Deutschland tritt dem Migrationspakt der UN bei: Das erhofft sich die Regierung davon

27. November 2018 - 21:47 Uhr

Das Abkommen ist umstritten

Deutschland wird im Dezember 2018 dem Migrationspakt der Vereinten Nationen beitreten. Darauf haben sich CDU, CSU und SPD geeinigt. Das Abkommen soll helfen, legale Migration besser zu organisieren und illegale Migration zu reduzieren. Doch es ist umstritten. USA, Ungarn, Österreich, Tschechien, die Schweiz und die Slowakei wollen gar nicht erst mitmachen. In Deutschland ist vor allem die AfD gegen den Migrationspakt. Im Video erfahren Sie, wovor die Kritiker Angst haben.

Was ändert sich mit dem Migrationspakt für Deutschland?

Die meisten Punkte, die in dem Abkommen vorgesehen sind, erfüllt Deutschland ohnehin schon. Konkret wird sich also erst einmal nicht viel ändern. Der Migrationspakt ist kein völkerrechtlich bindender Vertrag. Er ist nur selbstverpflichtend. Ein individuelles Recht auf Migration lässt sich daraus nicht ableiten. Deutschland kann auch nicht verklagt werden, wenn es sich nicht an einzelne Punkte hält.

Die Bundesregierung hofft allerdings, dass der UN-Pakt auch Staaten, die sich bislang nicht um die Rechte von Migranten scheren, dazu bringen wird, ihre Gesetze zu ändern. Dadurch könnten sich zumindest langfristig weniger Migranten in Richtung Westeuropa aufmachen. Eine Garantie gibt es dafür aber nicht.

"Migrationspakt dient deutschen Interessen"

ARCHIV - 01.08.2018, Spanien, Los Barrios: Ein Beamter der Guardia Civil trägt ein Flüchtlingskind in einem Sportzentrum in Los Barrios, Südspanien, nachdem ed am Mittwoch, dem 1. August 2018, vom spanischen Rettungsdienst in der Straße von Gibraltar
Die Ausstellung von Pässen in Entwicklungsländern soll durch das Abkommen professioneller werden.
© dpa, Marcos Moreno, afn kno pil

Ein weiterer Vorteil: Die Ausstellung von Pässen in Entwicklungsländern soll durch das Abkommen professioneller werden.

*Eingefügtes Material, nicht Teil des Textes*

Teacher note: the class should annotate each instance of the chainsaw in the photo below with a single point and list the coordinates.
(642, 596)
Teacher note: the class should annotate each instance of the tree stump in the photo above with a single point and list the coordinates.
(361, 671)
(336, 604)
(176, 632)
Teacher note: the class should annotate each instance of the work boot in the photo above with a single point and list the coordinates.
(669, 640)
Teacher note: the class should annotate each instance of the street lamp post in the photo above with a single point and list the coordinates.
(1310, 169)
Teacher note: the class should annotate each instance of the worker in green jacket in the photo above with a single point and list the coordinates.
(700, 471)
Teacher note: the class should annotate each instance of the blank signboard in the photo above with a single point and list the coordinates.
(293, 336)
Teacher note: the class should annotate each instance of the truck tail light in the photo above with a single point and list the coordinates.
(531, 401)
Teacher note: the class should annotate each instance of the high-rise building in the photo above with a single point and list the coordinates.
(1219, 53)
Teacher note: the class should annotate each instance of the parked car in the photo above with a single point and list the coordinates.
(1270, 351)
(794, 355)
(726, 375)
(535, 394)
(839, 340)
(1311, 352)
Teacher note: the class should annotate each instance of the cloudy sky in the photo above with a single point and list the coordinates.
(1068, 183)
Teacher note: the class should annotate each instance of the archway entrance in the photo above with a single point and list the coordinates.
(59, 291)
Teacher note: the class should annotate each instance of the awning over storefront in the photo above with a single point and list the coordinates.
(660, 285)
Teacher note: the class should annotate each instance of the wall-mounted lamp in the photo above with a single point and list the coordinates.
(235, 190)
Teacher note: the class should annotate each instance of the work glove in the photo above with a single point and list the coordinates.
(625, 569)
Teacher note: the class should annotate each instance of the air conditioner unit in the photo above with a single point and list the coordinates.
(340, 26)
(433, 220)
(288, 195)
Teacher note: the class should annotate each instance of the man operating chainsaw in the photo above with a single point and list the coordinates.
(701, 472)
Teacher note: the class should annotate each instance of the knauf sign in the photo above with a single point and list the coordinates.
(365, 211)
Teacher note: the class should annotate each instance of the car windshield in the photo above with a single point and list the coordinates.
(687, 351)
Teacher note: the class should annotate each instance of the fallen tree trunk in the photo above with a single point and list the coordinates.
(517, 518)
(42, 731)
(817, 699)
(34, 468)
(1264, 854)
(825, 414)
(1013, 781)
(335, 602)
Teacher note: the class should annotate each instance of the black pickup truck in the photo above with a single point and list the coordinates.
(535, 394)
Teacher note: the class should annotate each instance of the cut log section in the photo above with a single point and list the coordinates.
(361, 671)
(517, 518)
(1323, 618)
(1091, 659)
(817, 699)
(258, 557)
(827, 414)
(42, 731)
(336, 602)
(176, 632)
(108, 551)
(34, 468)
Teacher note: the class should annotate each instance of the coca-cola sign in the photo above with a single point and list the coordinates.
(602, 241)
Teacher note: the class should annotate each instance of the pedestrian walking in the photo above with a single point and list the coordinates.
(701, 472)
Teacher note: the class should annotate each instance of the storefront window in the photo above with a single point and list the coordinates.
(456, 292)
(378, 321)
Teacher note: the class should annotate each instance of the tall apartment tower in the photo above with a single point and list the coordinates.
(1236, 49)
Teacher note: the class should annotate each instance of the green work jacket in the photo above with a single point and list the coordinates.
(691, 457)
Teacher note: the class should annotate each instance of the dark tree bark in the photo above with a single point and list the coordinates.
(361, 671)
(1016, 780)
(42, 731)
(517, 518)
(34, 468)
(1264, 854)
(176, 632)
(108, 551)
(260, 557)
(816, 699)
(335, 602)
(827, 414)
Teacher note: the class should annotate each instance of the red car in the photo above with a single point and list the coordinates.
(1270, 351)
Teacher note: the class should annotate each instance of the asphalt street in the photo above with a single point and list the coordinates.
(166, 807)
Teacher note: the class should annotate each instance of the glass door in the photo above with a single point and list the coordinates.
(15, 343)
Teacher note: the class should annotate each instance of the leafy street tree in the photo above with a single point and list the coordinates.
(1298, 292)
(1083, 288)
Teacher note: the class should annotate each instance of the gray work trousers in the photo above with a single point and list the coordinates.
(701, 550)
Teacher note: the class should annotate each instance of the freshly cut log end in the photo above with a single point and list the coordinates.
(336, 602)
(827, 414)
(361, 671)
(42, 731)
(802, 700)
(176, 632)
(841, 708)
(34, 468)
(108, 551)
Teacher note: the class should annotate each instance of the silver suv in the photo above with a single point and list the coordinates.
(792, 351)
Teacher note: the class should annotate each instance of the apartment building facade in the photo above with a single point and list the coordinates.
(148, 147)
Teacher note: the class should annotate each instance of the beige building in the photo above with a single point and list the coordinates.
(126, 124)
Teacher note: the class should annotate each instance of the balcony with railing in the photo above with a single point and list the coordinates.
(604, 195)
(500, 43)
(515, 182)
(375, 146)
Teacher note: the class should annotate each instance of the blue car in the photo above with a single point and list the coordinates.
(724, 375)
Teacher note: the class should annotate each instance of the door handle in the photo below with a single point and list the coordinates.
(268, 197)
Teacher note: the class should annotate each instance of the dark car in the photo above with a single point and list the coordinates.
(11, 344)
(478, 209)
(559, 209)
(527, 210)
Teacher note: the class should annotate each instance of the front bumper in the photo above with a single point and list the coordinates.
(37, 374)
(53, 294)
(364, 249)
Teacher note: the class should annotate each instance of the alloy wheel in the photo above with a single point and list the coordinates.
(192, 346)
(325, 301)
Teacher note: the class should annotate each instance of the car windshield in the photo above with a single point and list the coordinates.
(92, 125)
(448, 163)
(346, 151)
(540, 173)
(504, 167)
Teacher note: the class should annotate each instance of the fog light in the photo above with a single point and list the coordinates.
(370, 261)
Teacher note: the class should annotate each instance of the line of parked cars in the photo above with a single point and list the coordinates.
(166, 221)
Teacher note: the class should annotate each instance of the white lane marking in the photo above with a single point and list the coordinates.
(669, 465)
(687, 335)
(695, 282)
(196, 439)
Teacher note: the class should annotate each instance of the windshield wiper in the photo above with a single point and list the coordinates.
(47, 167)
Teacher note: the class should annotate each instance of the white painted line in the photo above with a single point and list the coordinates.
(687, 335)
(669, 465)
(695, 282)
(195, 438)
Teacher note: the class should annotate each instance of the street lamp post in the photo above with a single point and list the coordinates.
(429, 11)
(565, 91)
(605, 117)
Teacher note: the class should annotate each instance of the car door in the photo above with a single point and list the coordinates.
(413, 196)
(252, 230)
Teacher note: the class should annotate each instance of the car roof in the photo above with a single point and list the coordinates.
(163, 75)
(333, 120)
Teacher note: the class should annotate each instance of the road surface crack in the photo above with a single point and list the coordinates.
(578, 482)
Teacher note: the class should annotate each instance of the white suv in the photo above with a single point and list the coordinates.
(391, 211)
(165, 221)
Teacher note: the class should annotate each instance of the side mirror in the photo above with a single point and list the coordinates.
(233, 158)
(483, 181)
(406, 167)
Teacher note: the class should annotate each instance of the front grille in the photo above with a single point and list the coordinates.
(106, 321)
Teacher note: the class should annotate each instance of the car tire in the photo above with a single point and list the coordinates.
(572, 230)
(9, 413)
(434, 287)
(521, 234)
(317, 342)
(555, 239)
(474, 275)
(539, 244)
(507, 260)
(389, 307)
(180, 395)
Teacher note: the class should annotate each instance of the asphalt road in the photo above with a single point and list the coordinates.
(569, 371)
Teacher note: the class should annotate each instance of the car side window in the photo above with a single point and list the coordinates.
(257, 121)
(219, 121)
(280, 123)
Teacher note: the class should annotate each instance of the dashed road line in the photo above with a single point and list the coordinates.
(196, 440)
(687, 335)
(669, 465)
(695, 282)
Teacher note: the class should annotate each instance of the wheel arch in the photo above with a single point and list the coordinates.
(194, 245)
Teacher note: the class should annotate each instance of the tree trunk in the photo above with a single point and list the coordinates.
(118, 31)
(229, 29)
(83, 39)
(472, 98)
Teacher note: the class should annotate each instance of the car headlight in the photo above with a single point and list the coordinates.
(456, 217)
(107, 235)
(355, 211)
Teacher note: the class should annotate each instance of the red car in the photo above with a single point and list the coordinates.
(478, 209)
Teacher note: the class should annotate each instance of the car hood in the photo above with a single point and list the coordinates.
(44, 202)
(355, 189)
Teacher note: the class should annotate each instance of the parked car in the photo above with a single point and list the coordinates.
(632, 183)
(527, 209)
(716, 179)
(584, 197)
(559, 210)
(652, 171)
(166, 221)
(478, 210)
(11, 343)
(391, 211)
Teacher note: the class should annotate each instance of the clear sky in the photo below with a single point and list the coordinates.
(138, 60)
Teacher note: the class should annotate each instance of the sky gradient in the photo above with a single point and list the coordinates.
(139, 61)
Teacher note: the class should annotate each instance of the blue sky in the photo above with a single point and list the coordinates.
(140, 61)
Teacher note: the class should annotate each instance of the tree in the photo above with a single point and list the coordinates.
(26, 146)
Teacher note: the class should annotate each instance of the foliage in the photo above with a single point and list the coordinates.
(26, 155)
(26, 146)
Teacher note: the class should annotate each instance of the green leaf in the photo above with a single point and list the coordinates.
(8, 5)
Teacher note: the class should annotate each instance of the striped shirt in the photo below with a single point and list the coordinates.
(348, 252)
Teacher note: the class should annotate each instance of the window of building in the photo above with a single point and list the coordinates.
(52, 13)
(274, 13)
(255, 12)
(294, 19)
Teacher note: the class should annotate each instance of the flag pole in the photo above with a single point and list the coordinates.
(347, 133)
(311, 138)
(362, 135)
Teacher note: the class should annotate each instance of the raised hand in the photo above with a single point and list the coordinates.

Das hilft den Einreisebehörden und bei der Abschiebung. "Der Antrag unterstreicht, dass der Migrationspakt deutschen Interessen dient", sagte der innenpolitische Sprecher der Unionsfraktion, Mathias Middelberg. Wichtig sei, dass die Migration geordnet, gesteuert und begrenzt werden soll.

Wie die Einhaltung der Grundsätze, die in dem Dokument festgelegt sind, überprüft werden soll, steht noch nicht fest. Menschenrechtsorganisationen hoffen aber, dass der Pakt trotzdem eine gewisse Dynamik in Gang setzen wird – so wie das Pariser Klimaschutz-Abkommen.